Hi HN,
I built OpenGraviton, an open-source AI inference engine designed to push the limits of running extremely large models on consumer hardware.
The system combines several techniques to drastically reduce memory and compute requirements:
• 1.58-bit ternary quantization ({-1, 0, +1}) for ~10x compression
• dynamic sparsity with Top-K pruning and MoE routing
• mmap-based layer streaming to load weights directly from NVMe SSDs
• speculative decoding to improve generation throughput
These allow models far larger than system RAM to run locally.
In early benchmarks, OpenGraviton reduced TinyLlama-1.1B from ~2.05GB (FP16) to ~0.24GB using ternary quantization. Synthetic stress tests at the 140B scale show that models which would normally require ~280GB FP16 can fit within ~35GB when packed with the ternary format.
The project is optimized for Apple Silicon and currently uses custom Metal + C++ tensor unpacking.

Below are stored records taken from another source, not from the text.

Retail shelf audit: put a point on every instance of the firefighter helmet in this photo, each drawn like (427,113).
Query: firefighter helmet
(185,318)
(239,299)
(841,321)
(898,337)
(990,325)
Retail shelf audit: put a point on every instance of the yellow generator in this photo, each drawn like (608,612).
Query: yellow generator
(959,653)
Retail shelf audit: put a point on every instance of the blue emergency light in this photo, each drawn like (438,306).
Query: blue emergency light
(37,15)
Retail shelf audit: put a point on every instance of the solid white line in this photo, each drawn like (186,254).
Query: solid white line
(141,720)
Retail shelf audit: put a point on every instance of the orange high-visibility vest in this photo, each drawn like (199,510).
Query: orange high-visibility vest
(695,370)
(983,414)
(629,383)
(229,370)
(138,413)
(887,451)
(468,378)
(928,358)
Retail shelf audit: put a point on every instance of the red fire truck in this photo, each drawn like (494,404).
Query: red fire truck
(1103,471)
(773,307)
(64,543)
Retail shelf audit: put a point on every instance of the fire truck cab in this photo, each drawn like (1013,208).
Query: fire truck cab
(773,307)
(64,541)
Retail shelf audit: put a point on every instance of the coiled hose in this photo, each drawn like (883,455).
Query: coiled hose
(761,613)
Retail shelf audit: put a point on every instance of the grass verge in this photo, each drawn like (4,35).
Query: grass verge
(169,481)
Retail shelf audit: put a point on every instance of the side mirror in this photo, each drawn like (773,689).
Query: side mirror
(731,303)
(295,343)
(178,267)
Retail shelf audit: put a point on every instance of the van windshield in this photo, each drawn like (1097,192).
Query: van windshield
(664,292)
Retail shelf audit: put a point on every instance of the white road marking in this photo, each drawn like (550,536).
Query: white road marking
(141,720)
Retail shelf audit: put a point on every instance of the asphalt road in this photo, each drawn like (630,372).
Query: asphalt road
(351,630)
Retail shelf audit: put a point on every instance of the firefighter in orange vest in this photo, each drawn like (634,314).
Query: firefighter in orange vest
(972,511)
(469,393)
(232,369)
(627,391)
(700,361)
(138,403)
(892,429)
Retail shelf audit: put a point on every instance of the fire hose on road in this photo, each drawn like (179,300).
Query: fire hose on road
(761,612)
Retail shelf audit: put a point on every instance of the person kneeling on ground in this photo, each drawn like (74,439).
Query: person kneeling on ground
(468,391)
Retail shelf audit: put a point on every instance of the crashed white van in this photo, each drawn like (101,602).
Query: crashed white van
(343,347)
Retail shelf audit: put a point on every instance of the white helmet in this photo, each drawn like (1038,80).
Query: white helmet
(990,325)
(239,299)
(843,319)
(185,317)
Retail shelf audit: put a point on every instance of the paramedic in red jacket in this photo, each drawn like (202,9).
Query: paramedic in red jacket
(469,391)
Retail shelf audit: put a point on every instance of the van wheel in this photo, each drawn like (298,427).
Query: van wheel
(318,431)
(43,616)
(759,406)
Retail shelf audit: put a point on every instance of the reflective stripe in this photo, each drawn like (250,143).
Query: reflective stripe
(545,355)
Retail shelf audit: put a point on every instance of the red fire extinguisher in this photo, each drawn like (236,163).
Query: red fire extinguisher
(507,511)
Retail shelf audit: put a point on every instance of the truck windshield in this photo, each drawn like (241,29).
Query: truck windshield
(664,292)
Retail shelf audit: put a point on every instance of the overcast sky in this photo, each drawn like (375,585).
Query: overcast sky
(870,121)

Benchmarks, architecture, and details:
https://opengraviton.github.io
GitHub:
https://github.com/opengraviton
I'm currently working on further speed improvements — it's already around 8× faster in some cases, but there’s still potential for more optimization.
Since this is an open-source project, community support is very important. I believe AI shouldn’t be controlled or driven by only a few companies, so contributions, feedback, and ideas are always very welcome. Feel free to open an issue or PR if you'd like to help.